Whilst my views on the trademark are known, I believe the issue stems from a confusion about ‘being vegan’ – what beliefs a vegan may have, and ‘what is vegan’- the object or food. ‘Being vegan’ is journey, to which many will have a range of understandings and values. ‘What is vegan’ – the object or food, is either animal free or not.

I find it hard to consider that the vegan trademark could incorporate any ‘being vegan’ values or criteria, when it allows foods within its Trademark to not be animal free.

This is one of the fundamental reasons why I have for decades been stating the problematic nature of their trademark criteria. If you cannot get the ‘what is vegan’ in terms of object or food correct, can the Society be expected to have or show leadership in any issue with regard to what ‘being vegan’ could be as a social ethos many of us would like to see?

What seems to be holding countries like Ivory Coast & Ghana back from developing their own production?

Politics & prices affect all aspects of West African production.

Until western governments engage in, together with African governments a more constructive approach to economics of the region, major economic factors will always dominate, to the detriment of the lives of individual farmers.

However, until the consumer accepts that food is ‘too cheap’ and ‘food values’ are changed these issue will always exist. How is it that people will pay more for 100ml of water than 100g of chocolate?

How do you rate guides like Ethical Consumer and Food Empowerment Project when it comes to guidance on brands and standards?

Whilst ethical publications try their best, and have done some great work, and continue to do so, I have witnessed badly misleading headline information, often due to asking the wrong questions, or jumping to conclusions based on no information at all.

There is a ‘well known’ chocolate brand that scores highly in the UK- due to certification, but badly in the USA, as they recognise the actual manufacturer of the chocolate to be heavily involved in non-ethical cocoa production.

Over many years I have come to the conclusion that it is the general direction that must be supported- quite often a headline is needed to keep the public interested in the subject, but often the detail, the brand or organisation that is rated cannot always show the real detail or work/ lack of work in any particular subject.

Where do the solutions lie to this abhorrent practice?

Individuals must recognise they must first change their values of life, recognise they ‘vote’ every day, with the products they purchase and periodically vote politicians into power.

I find it amazing that many who have been so involved with organisations such as BLM, and those that claim to support such ideas, continue every day to purchase products, or fail to highlight to the same degree, such a direct link to child slave labour. For instance, if those that supported BLM, actually practised the same ethos every day with the purchases they made, what a difference this would make to child slave labour.

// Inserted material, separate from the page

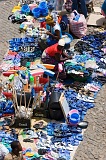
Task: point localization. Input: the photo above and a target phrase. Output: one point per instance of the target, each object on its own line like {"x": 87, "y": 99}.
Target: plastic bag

Tell us about your own efforts, achievements and standards with Plamil and So Free.

For decades I have at Plamil sourced our organic cocoa from the Dominican Republic, or via the Rainforest Alliance cocoa standard. We have made our own chocolate since

the 1980’s, taking great care in the sources of cocoa we purchase from. We have always purchased certified cocoaonce these came to the market. I have for decades been advocating that the chocolate industry should be ‘cleaning up its act’, and that the real questions and solutions should be asked.

One day it is hoped that political or food trends will start to recognise that issues are not isolated, are not ‘of the moment’ but an intertwined labyrinth in which the individual should not cherry pick issues that mean more to them but embrace a better more sustainable approach to life every day for the benefit of all living creatures and the planet.